A few years ago, I found this cute printable that read “Do What Matters” in gold letters. It was pretty and I thought it was, of course, a great positive message. So I printed it, gave it a crafty little paper frame and pinned it to my cubicle wall. “Yeah, what I do matters,” I said to myself, like some self-motivating, successful phrase while focusing on whatever I was doing.

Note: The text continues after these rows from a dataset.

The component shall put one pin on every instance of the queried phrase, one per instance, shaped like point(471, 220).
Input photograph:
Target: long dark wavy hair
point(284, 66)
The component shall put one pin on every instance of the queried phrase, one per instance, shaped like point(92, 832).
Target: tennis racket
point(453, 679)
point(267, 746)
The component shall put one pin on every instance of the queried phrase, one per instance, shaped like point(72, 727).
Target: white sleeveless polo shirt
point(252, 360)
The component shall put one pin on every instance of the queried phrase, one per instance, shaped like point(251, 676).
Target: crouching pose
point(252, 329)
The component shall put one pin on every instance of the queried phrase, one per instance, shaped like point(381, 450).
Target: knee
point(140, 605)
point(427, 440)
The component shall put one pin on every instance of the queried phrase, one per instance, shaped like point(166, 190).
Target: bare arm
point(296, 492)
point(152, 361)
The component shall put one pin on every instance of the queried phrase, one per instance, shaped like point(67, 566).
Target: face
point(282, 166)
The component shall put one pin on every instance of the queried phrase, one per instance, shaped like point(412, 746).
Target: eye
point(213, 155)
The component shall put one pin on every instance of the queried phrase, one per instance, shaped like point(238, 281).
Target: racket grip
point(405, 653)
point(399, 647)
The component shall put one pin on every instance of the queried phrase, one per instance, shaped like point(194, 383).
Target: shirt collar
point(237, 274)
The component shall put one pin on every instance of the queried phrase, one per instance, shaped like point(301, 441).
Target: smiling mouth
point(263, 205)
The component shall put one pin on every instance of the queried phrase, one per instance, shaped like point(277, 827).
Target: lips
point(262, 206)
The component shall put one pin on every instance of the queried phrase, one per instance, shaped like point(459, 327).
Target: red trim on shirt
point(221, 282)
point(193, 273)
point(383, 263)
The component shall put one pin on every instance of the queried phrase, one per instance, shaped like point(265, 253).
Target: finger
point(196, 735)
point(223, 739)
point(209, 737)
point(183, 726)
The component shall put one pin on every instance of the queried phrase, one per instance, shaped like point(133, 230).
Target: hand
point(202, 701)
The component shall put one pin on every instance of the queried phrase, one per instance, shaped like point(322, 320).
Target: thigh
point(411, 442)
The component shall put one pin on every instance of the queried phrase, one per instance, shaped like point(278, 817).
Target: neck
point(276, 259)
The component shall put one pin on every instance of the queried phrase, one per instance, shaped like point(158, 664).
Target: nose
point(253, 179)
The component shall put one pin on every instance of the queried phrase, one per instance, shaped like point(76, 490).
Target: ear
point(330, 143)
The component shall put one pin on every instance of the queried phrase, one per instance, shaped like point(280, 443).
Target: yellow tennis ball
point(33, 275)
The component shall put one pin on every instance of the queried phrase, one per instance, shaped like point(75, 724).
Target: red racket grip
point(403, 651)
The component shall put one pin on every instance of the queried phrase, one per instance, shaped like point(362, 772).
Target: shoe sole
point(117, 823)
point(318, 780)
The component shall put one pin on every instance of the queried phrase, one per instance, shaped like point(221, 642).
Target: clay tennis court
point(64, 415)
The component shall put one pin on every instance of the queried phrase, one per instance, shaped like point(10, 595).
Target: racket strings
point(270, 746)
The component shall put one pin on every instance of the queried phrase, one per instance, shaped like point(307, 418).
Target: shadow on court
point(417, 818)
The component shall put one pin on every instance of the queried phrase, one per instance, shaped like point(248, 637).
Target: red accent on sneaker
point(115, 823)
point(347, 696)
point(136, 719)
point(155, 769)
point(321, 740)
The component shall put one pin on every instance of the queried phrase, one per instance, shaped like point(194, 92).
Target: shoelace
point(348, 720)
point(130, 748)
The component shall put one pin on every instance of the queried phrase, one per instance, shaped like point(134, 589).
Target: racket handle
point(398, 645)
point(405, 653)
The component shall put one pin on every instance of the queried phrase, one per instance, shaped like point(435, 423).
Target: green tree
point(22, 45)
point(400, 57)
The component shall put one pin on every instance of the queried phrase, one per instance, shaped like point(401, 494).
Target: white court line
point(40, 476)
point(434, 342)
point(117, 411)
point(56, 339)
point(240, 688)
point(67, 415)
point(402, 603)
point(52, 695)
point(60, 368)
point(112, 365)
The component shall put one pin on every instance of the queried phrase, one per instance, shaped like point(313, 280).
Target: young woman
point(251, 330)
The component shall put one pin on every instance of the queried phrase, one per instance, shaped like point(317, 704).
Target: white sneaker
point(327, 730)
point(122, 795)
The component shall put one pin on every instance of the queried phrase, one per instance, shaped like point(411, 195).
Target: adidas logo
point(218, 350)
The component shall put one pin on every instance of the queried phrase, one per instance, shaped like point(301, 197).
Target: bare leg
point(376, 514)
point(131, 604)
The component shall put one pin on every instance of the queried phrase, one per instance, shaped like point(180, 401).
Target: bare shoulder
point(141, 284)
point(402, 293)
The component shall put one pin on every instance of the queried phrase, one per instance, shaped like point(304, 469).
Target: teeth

Two months ago, I lost our third baby. Out of nowhere, at 19 weeks and 5 days, I started leaking and cramping. It just felt like early Braxton Hicks tightness, but I was wrong. I was in pre-term labor. We sat in the emergency room waiting for the OB-GYN when I started bleeding. I cried as she told us what was happening and that her expectations were minimal. We asked for the options, and I suggested another one she hadn’t given – a procedure to sew my cervix closed. Although her outlook was bleak, she put me on medicine overnight to slow the process so she could attempt the procedure the next day. We requested another ultrasound to reveal the gender and there he was, Kohen Louis. Moving around. We prayed. But by the next morning, we received the news. I was still leaking too much, and the procedure was not possible in our situation. He wouldn’t make it at just barely 20 weeks. Since my contractions had stopped, I was then induced over the next few hours and gave birth to Kohen a little after midnight. He never took a breath here, but will forever be so loved.
So what really matters? Experiencing loss and wading through grief will give you that answer, and my perspective on that little phrase I pinned on my wall has since shifted a bit. Earlier this year, my dad passed after suffering from a very sudden, and rapidly progressive, dementia for two years. And just a couple of weeks ago, we lost a good friend because of cancer. Even during his struggle, our friend’s faith was so strong and he loved people so well. He would say “faith is not about an outcome, it’s about an outlook.” The latter of which we can choose usually far more often than the first. In the wake of so much tragedy, my outlook has been focused on what matters, and what matters is my outlook. Believing that God is still good, loving my family and friends the best I can, and helping others who have experienced a similar pain. Being thankful for everything I have and everyone who has supported and encouraged us, and making memories that will last a lifetime.